|Improving credit conditions and falling bad debts will drive the first rise in business lending in four years, while the Government's revamped flagship lending scheme will make no "material difference", according to an influential forecasting body.
Lending to British companies is expected to rise 3pc to £440bn this year, after shrinking 5pc in 2012 to £427bn, according to the Ernst & Young (E&Y) Item Club.
E&Y also expected the rise in lending trends to continue, with loans expected to rise by 8.5pc to £477 billion in 2014.
Andy Baldwin, head of financial services in Europe at E&Y, said: "Behind the scenes, banking fundamentals have quietly been improving and banks are now in a better position to be able to provide funds to the wider economy.
The Item Club expects improving credit conditions and economic growth to cut bad debt write-downs to £9.3bn or 0.56pc of total loans this year, from £11.6bn in 2012.
However, Mr Baldwin also said that E&Y did not expect the Government's flagship lending scheme to make a "material difference" to the uptick in lending, despite the overhaul announced last week to boost credit for small firms.
"Our analysis suggests the main drivers of banks' return to lending will be better access to wholesale funding and a decrease in non-performing loans, rather than the Funding for Lending Scheme making a material difference" said Mr Baldwin.
The Bank of England and the Treasury last week overhauled the Funding for Lending Scheme (FLS) amid signs the flagship policy is losing its bite.

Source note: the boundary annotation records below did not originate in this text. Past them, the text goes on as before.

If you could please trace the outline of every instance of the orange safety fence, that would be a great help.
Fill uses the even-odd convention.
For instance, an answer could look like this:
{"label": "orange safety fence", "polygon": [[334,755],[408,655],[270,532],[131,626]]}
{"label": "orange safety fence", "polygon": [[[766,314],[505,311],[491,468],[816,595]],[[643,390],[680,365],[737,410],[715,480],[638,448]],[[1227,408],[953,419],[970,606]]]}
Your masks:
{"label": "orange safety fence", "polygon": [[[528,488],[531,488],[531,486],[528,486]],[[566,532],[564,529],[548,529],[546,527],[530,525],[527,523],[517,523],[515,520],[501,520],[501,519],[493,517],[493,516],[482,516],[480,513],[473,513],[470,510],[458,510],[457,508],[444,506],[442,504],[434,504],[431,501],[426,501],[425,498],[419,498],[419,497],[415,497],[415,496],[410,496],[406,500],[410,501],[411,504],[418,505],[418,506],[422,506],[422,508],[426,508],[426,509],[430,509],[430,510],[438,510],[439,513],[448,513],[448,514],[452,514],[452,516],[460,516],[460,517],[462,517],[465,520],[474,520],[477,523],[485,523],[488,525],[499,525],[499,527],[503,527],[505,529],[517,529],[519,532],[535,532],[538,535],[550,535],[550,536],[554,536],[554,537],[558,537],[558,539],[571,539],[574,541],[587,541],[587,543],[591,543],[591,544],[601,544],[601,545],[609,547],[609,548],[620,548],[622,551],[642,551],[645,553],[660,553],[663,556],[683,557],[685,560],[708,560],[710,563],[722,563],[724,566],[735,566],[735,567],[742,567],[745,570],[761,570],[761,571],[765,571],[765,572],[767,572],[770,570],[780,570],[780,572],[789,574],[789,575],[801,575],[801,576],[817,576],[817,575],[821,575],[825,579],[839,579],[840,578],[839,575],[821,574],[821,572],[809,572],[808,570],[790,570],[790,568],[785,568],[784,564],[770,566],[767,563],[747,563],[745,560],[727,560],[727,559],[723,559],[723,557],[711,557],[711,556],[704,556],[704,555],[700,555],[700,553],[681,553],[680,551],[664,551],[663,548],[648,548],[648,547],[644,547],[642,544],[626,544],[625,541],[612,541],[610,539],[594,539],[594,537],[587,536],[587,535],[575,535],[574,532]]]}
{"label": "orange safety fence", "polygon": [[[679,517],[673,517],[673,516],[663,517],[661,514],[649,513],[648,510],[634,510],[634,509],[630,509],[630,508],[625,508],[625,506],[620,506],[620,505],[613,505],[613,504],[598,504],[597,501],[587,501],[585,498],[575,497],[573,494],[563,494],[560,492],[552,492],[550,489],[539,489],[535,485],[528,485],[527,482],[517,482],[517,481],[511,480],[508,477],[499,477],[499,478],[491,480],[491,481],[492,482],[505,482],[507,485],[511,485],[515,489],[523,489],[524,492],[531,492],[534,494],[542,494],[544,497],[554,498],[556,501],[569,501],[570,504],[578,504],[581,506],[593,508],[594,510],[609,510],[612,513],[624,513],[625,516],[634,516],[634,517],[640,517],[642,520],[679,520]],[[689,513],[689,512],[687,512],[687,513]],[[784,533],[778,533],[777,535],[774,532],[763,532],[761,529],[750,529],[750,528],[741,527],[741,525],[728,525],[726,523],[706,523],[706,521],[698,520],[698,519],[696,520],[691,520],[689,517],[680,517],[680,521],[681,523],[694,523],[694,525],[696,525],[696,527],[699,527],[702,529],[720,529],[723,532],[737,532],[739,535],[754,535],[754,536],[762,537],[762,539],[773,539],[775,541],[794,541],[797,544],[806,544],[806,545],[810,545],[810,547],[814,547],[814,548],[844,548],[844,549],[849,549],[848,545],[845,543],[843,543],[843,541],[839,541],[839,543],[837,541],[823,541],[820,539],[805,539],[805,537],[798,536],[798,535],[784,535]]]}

High street lenders will be offered £10 of state-subsidised funding for every £1 they lend to small companies this year, as part of an enhanced FLS that will be extended by a year to January 2015 and expanded to include specialist finance houses that provide companies with vital working capital.
The scheme will also be opened up to non-bank lenders such as invoice finance houses and leasing firms.
E&Y also predicts the Government's multi-billion pound Help to Buy package of loans and guarantees will boost the housing market, with transactions rising by 7.4pc in 2013 and 7.8pc in 2014.
Figures this month showed that business lending fell by £4.8bn in the three months to February, as demand from small businesses decreased "significantly", it said. Firms across the board chose to "reduce debts or build cash reserves" rather than borrow.
A separate survey on Monday showed that UK business confidence had improved for a second consecutive month, to its highest level in more than a year.
The net balance of Lloyds Bank's Business Barometer increased by two percentage points to 43pc in April. The balance, which weighs up the percentage of firms that are positive about their own trading outlook compared to those that are negative, is above the previous three and six month averages of 40pc and 37pc respectively.
Lloyds said this was "consistent with a continued moderate positive pace of underlying growth."
Trevor Williams, Chief Economist, Lloyds Bank Commercial Banking, added: “We would expect further improvements in companies’ confidence regarding their own trading prospects and the wider economy revealed in the survey should translate into continued positive economic growth in Q2.”